Law Firms Hit Third Wave of AI Adoption After Early Missteps

After dismissing AI entirely, then buying unused licenses, legal professionals are finally finding practical applications that deliver real value.

By Agentic DailyVerified Source: AI News

Our Take

Solid framework for understanding professional services AI adoption, but the legal industry's third phase still looks more like cautious experimentation than transformation.

The legal industry's relationship with artificial intelligence is entering a critical third phase, moving beyond skepticism and superficial adoption toward genuine practical implementation, according to new analysis from AI-native consulting firm owner Olivier Chaduteau.

Chaduteau's framework reveals a familiar pattern across professional services. Initially, lawyers dismissed AI as irrelevant to complex legal work, viewing it as incapable of handling nuanced analysis and client counseling that defines expert practice.

The second phase saw organizations purchasing LLM licenses primarily for optics—signaling innovation to partners and clients without meaningful implementation. Many of these expensive tools sat largely unused, representing costly virtue signaling rather than operational transformation.

Now, firms are entering what Chaduteau calls the "closing summaries" phase, where practical applications are finally taking hold across legal workflows.

Where AI Is Actually Working in Legal Practice

Current successful implementations focus on specific, measurable tasks rather than broad automation promises. Document review processes that once required teams of junior associates can now be handled more efficiently with AI assistance, freeing up human lawyers for higher-value analysis.

Contract analysis represents another breakthrough area. AI tools can flag standard clauses, identify deviations from templates, and highlight potential risk areas for lawyer review. This doesn't replace legal judgment but dramatically accelerates the initial screening process.

Legal research has also seen genuine improvements, with AI helping lawyers quickly identify relevant case law and regulatory changes across jurisdictions.

Implications for Legal Professionals

For practicing lawyers, this evolution suggests a shift from fearing AI replacement toward leveraging AI augmentation. The most successful firms are those training their teams to work alongside AI tools rather than avoiding them entirely.

Law firm leadership should expect continued pressure to demonstrate ROI on AI investments.
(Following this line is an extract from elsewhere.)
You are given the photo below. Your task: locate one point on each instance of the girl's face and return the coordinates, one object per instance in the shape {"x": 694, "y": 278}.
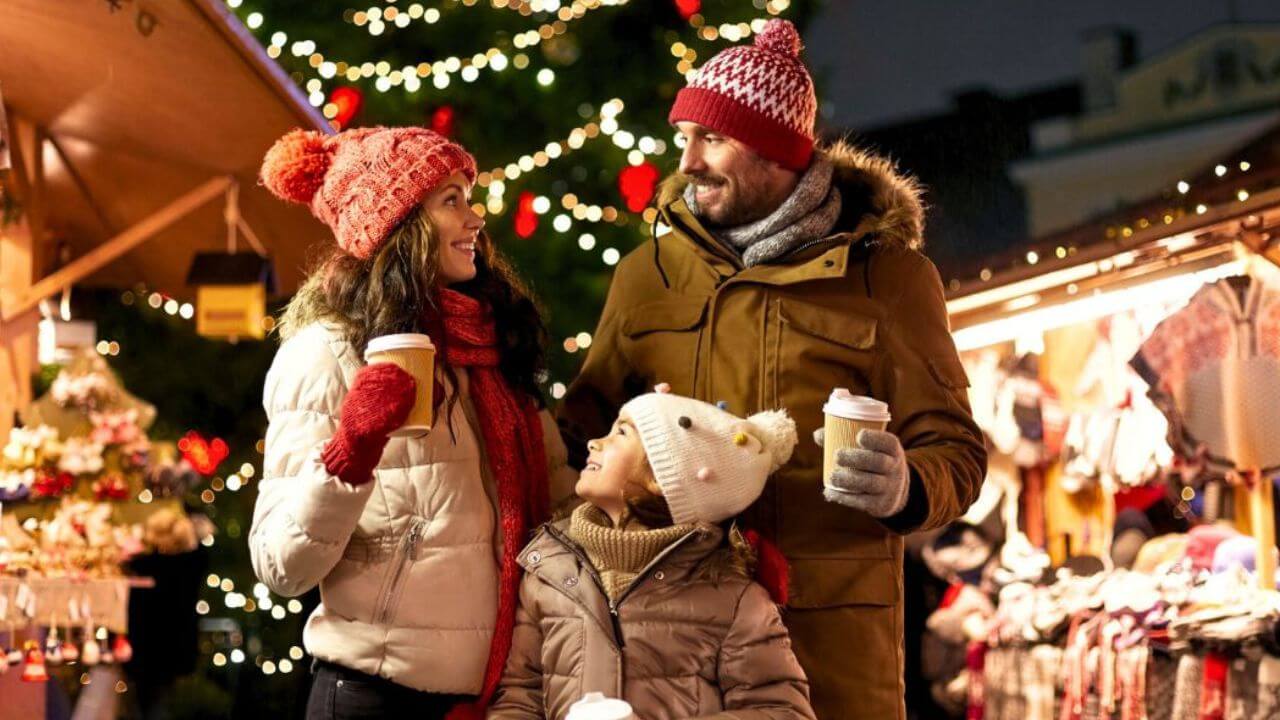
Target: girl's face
{"x": 616, "y": 461}
{"x": 457, "y": 228}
The superficial adoption phase is ending, replaced by demands for measurable efficiency gains and cost reductions.

Junior lawyers face the most significant changes, as traditional document review work becomes increasingly automated. Career development paths will likely emphasize skills that complement rather than compete with AI capabilities.

The Road Forward

This maturation reflects broader trends across professional services. Early skepticism gives way to experimental adoption, which eventually yields practical applications that genuinely improve workflows.

For the legal industry, success in this third phase will depend on realistic expectations and focused implementation rather than revolutionary promises that don't deliver.